Approximately 1 month later, Betsy was involved in a car accident and was out of work on FMLA leave for more than a month due to her injuries. While she was out on leave, Betsy’s coworkers again performed her job and discovered that many more clients were no longer receiving benefits because Betsy had failed to submit the necessary paperwork.

When Betsy returned to work, she was placed on administrative leave pending an investigation into unsatisfactory job performance and incomplete paperwork. At the end of her 5-day suspension, Betsy was terminated.

Betsy filed a lawsuit in federal court claiming the employer had unlawfully interfered with her exercise of FMLA rights and retaliated against her for taking FMLA leave.

The Law

In Mercer v. The ARC of Prince Georges County, Inc., LLC, 532 Fed. Appx. 392 (4th Cir. 2013) (the case that inspired this hypothetical), the Court of Appeals for the Fourth Circuit granted summary judgment for the employer on claims of interference with FMLA rights and retaliation.  The court noted that “being on FMLA leave does not provide an employee any greater rights than he or she would have had without taking leave, and an employee’s right to reinstatement is not absolute.” Id.

Under FMLA, it is unlawful for an employer to interfere with, restrain, or deny the exercise or attempt to exercise any right provided under the FMLA. To succeed on an interference claim, an employee must show that (1) he was entitled to FMLA leave, (2) an adverse action by his employer interfered with his right to take FMLA leave, and (3) this adverse action was related to the exercise or attempted exercise of the employee’s FMLA rights. The employee need not establish that the employer intended to interfere with his FMLA leave. An employer has a defense to an interference claim if it can establish that the employee would have been terminated anyway.

In order to establish a claim of retaliation under the FMLA, an employee must establish a prima facie case including that (1) the employee engaged in protected activity, (2) the employer took an action that a reasonable employee would have found materially adverse, and (3) there is a causal connection between the protected activity and the adverse action. The burden then shifts to the employer to establish that it had a legitimate, nondiscriminatory reason for the termination. The burden then shifts back to the employee to show that the employer’s reason is a pretext for discrimination.

Questions

1. Was it a violation of the FMLA to place Betsy on administrative leave pending an investigation of her job performance instead of restoring her to her position?

Betsy is only entitled to the rights she would have had if she had not taken FMLA leave. She does not have an absolute right to reinstatement. She must be able to show that she would have remained employed if she had not taken FMLA leave.

2. Did the employer interfere with Betsy’s rights by terminating her employment based on information it only discovered because she was on leave?

The question is whether the employer can rely on information related to performance issues that it only became aware of because the employee was on leave. Indeed, Betsy’s last performance review was satisfactory and she had some performance issues a month or so before her accident and, in her mind, was not disciplined.
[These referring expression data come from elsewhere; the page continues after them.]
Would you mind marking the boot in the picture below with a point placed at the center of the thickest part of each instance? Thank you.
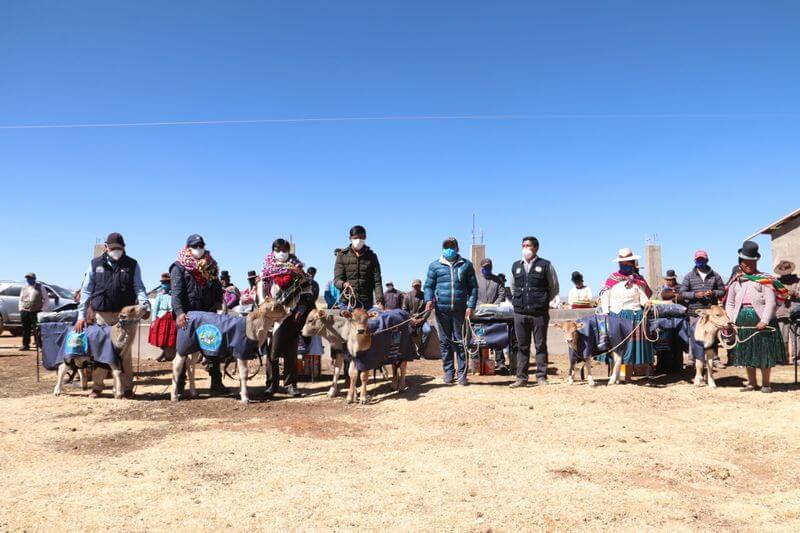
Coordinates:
(216, 379)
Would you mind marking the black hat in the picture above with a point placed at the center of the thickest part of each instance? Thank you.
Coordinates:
(195, 240)
(358, 230)
(749, 251)
(115, 241)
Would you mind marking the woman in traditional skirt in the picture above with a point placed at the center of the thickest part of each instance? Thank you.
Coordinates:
(627, 294)
(751, 301)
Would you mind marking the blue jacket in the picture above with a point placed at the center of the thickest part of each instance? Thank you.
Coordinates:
(453, 285)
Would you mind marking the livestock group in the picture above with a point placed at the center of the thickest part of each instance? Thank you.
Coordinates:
(199, 315)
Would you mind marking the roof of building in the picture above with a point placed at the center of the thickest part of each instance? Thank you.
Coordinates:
(777, 224)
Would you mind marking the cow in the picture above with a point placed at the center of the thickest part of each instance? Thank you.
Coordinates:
(571, 331)
(121, 334)
(256, 327)
(344, 330)
(708, 331)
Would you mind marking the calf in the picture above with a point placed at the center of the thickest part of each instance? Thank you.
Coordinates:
(571, 330)
(122, 334)
(708, 329)
(256, 325)
(343, 330)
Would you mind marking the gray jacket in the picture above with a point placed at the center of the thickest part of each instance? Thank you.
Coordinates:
(490, 290)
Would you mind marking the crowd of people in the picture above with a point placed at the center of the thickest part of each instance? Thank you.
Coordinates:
(451, 291)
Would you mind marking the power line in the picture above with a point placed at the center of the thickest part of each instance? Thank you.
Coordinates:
(398, 118)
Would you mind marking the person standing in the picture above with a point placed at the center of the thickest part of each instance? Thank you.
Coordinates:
(392, 298)
(414, 304)
(283, 279)
(357, 268)
(113, 281)
(534, 284)
(452, 288)
(580, 296)
(196, 287)
(751, 301)
(32, 300)
(492, 291)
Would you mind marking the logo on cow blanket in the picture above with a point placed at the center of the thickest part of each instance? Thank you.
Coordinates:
(76, 344)
(209, 337)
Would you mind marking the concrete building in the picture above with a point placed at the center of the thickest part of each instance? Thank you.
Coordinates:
(785, 233)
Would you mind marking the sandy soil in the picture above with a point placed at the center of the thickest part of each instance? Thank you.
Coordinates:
(438, 457)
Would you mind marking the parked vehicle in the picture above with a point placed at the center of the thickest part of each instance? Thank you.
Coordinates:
(9, 302)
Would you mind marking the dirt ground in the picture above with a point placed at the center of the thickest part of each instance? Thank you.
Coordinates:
(435, 458)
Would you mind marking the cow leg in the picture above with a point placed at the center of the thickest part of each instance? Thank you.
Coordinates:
(177, 370)
(243, 396)
(338, 366)
(364, 379)
(192, 360)
(615, 373)
(62, 371)
(116, 372)
(353, 372)
(710, 370)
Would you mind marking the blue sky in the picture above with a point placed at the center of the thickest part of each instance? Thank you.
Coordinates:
(680, 120)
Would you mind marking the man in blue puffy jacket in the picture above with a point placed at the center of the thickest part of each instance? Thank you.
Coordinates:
(451, 288)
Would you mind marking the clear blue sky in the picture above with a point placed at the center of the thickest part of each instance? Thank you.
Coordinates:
(701, 146)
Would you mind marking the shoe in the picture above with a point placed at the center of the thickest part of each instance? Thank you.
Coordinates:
(293, 392)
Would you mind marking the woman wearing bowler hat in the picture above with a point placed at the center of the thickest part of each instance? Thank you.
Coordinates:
(751, 302)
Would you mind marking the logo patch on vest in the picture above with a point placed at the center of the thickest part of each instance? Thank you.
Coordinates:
(76, 344)
(209, 337)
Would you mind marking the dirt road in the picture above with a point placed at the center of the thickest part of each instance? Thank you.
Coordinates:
(435, 458)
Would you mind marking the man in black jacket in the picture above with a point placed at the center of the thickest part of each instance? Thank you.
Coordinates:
(357, 268)
(534, 285)
(197, 289)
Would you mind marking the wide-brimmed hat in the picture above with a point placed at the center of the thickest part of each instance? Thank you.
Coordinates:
(749, 251)
(784, 268)
(625, 254)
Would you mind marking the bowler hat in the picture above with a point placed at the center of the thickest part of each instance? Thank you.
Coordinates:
(749, 251)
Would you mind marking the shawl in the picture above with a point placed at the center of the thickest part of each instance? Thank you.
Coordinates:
(618, 277)
(203, 270)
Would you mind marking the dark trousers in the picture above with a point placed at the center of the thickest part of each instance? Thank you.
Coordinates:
(28, 327)
(450, 324)
(526, 326)
(284, 344)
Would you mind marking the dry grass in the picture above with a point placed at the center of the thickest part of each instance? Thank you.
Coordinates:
(436, 458)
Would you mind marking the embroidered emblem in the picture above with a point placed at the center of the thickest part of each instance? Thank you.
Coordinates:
(209, 337)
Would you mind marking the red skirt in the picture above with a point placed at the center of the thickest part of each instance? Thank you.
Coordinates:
(163, 331)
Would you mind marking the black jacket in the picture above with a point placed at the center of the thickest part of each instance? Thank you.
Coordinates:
(363, 272)
(188, 295)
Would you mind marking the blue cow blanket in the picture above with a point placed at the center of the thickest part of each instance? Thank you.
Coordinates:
(215, 335)
(60, 343)
(392, 346)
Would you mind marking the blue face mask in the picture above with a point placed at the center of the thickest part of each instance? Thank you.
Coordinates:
(449, 253)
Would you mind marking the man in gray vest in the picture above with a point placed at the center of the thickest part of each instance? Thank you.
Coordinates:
(32, 299)
(534, 284)
(113, 281)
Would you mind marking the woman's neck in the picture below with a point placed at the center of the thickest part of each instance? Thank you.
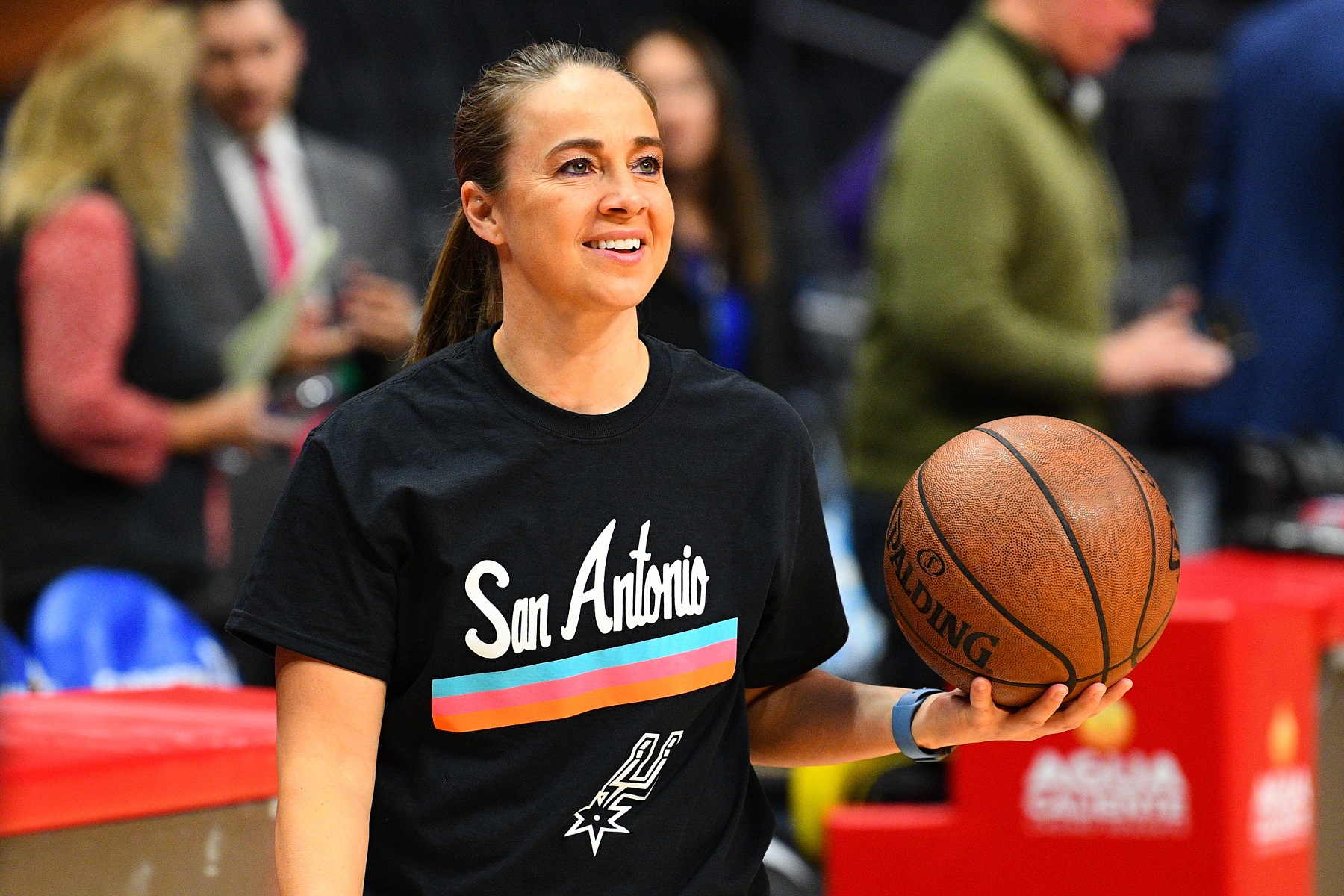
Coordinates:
(588, 363)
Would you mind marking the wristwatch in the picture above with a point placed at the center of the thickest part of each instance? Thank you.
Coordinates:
(903, 716)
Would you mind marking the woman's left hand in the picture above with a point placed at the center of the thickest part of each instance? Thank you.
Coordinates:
(954, 718)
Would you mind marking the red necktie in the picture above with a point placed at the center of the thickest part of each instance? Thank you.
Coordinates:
(280, 242)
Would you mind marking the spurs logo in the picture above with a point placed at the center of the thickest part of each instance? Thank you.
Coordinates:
(632, 782)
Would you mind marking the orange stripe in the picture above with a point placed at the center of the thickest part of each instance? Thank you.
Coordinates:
(566, 707)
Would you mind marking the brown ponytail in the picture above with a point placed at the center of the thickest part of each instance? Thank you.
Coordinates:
(465, 294)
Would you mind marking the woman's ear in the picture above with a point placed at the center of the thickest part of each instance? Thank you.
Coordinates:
(482, 213)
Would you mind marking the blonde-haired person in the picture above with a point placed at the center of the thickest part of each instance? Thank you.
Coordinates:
(108, 399)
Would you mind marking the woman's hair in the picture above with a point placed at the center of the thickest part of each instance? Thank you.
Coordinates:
(465, 294)
(107, 108)
(734, 195)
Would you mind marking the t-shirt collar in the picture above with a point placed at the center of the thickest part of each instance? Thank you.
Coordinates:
(558, 421)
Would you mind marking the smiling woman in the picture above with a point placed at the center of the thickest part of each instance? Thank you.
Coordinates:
(539, 601)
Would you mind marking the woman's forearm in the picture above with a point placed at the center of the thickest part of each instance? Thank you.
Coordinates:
(820, 721)
(327, 747)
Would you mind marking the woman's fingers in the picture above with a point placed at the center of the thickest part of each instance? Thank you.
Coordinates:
(1042, 709)
(981, 695)
(1088, 704)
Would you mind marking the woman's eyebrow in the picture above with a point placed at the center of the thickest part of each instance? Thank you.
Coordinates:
(593, 144)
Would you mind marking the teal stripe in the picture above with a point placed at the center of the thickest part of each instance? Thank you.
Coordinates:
(625, 655)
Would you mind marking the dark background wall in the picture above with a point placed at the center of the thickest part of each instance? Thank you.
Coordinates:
(819, 75)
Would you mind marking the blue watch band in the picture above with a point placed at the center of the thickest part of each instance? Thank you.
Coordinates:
(902, 716)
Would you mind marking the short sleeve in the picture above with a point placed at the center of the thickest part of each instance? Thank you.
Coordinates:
(804, 621)
(320, 585)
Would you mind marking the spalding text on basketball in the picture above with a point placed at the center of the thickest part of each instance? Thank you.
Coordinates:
(977, 647)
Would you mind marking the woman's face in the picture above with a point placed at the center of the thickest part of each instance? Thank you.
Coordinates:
(584, 218)
(688, 109)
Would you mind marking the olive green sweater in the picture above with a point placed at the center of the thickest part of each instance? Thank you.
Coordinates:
(996, 238)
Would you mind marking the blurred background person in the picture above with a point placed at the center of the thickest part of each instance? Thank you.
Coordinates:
(261, 188)
(719, 292)
(996, 238)
(109, 394)
(1269, 226)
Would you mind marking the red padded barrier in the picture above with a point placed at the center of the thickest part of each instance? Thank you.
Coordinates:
(81, 758)
(1206, 785)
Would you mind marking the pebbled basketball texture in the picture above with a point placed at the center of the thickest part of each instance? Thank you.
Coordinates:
(1031, 551)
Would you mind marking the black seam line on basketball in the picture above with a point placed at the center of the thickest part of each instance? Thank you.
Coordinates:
(1068, 534)
(984, 591)
(976, 671)
(1159, 629)
(1152, 536)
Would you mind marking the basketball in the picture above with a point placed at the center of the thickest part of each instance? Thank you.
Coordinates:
(1031, 551)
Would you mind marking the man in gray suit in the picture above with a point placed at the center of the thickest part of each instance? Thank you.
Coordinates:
(261, 188)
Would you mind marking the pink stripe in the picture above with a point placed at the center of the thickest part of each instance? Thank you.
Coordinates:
(561, 688)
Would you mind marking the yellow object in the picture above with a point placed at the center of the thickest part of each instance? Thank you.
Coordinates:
(815, 791)
(1283, 735)
(1112, 729)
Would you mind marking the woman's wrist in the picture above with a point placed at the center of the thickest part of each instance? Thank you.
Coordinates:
(927, 727)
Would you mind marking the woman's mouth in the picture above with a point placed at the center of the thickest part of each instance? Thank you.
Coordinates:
(628, 250)
(624, 246)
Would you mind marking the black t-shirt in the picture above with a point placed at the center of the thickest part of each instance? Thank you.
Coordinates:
(566, 610)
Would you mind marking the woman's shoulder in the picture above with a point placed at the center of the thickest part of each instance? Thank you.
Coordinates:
(739, 402)
(429, 395)
(89, 214)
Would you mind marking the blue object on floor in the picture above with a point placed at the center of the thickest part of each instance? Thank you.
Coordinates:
(111, 629)
(19, 671)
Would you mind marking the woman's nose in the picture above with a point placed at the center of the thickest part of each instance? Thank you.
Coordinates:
(624, 196)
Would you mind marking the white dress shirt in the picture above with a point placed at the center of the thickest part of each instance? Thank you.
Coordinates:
(231, 155)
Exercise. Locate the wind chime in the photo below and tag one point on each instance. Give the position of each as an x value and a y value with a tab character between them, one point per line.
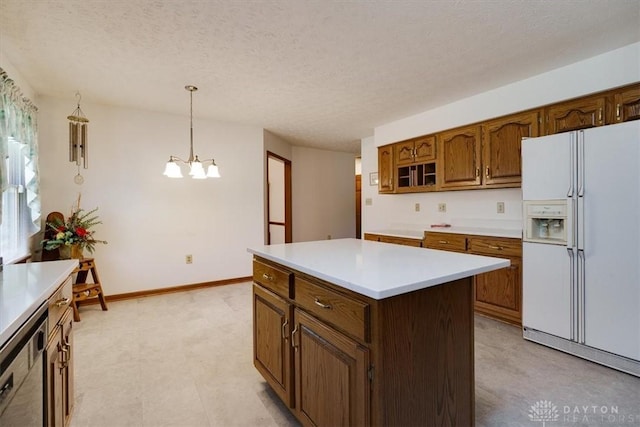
78	142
Despite her long history of similar performance issues, her employer did not take action until she was ready to return from leave.

The court in Mercer v. The ARC of Prince Georges County, Inc., LLC, the case on which this fact pattern is based, stated that the “fact that the leave permitted the employer to discover the problems [with an employee’s performance] cannot logically be a bar to the employer’s ability to fire the deficient employee.” Mercer at 397; quoting Kohls v. Beverly Enters. Wis., Inc., 259 F.3d 799, 806 (7th Cir. 2001).